Ketogenic Diet – if lose 10 kg of weight, restore 4 ng of Vitamin D
Ketogenic Diet-Induced Weight Loss is Associated with an Increase in Vitamin D Levels in Obese Adults
Molecules 2019, 24(13), 2499; https://doi.org/10.3390/molecules24132499
Maria Perticone 1,*, Raffaele Maio 2, Angela Sciacqua 3, Edoardo Suraci 3, Angelina Pinto 3, Roberta Pujia 4, Roberta Zito 3, Simona Gigliotti 3, Giorgio Sesti 3 and Francesco Perticone 3
📄 Download the PDF from VitaminDWiki
Vitamin D is an important micronutrient involved in several processes. Evidence has shown a strong association between hypovitaminosis D and cardio-metabolic diseases, including obesity. A ketogenic diet has proven to be very effective for weight loss, especially in reducing fat mass while preserving fat-free mass. The aim of this study was to investigate the effect of a ketogenic diet-induced weight loss on vitamin D status in a population of obese adults. We enrolled 56 obese outpatients, prescribed with either traditional standard hypocaloric Mediterranean diet (SHMD) or very low-calorie ketogenic diet (VLCKD).

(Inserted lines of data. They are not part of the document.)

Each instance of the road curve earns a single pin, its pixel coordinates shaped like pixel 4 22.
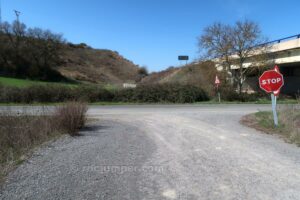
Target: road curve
pixel 162 152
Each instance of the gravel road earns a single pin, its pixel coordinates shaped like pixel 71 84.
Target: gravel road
pixel 162 152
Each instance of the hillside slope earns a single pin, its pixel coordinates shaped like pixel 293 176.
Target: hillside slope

Serum 25(OH)D concentrations were measured by chemiluminescence. The mean value of serum 25-hydroxyvitamin D (25(OH)D) concentrations in the whole population at baseline was 17.8 ± 5.6 ng/mL, without differences between groups. After 12 months of dietetic treatment, in VLCKD patients serum 25(OH)D concentrations increased from 18.4 ± 5.9 to 29.3 ± 6.8 ng/mL (p < 0.0001), vs 17.5 ± 6.1 to 21.3 ± 7.6 ng/mL (p = 0.067) in the SHMD group (for each kilogram of weight loss, 25(OH)D concentration increased 0.39 and 0.13 ng/mL in the VLCKD and in the SHMD groups, respectively) . In the VLCKD group, the increase in serum 25(OH)D concentrations was strongly associated with body mass index, waist circumference, and fatty mass variation. In a multiple regression analysis, fatty mass was the strongest independent predictor of serum 25(OH)D concentration, explaining 15.6%, 3.3%, and 9.4% of its variation in the whole population, in SHMD, and VLCKD groups, respectively. We also observed a greater reduction of inflammation (evaluated by high-sensitivity C reactive protein (hsCRP) values) and a greater improvement in glucose homeostasis, confirmed by a reduction of HOMA values, in the VLCKD versus the SHMD group. Taken together, all these data suggest that a dietetic regimen, which implies a great reduction of fat mass, can improve vitamin D status in the obese.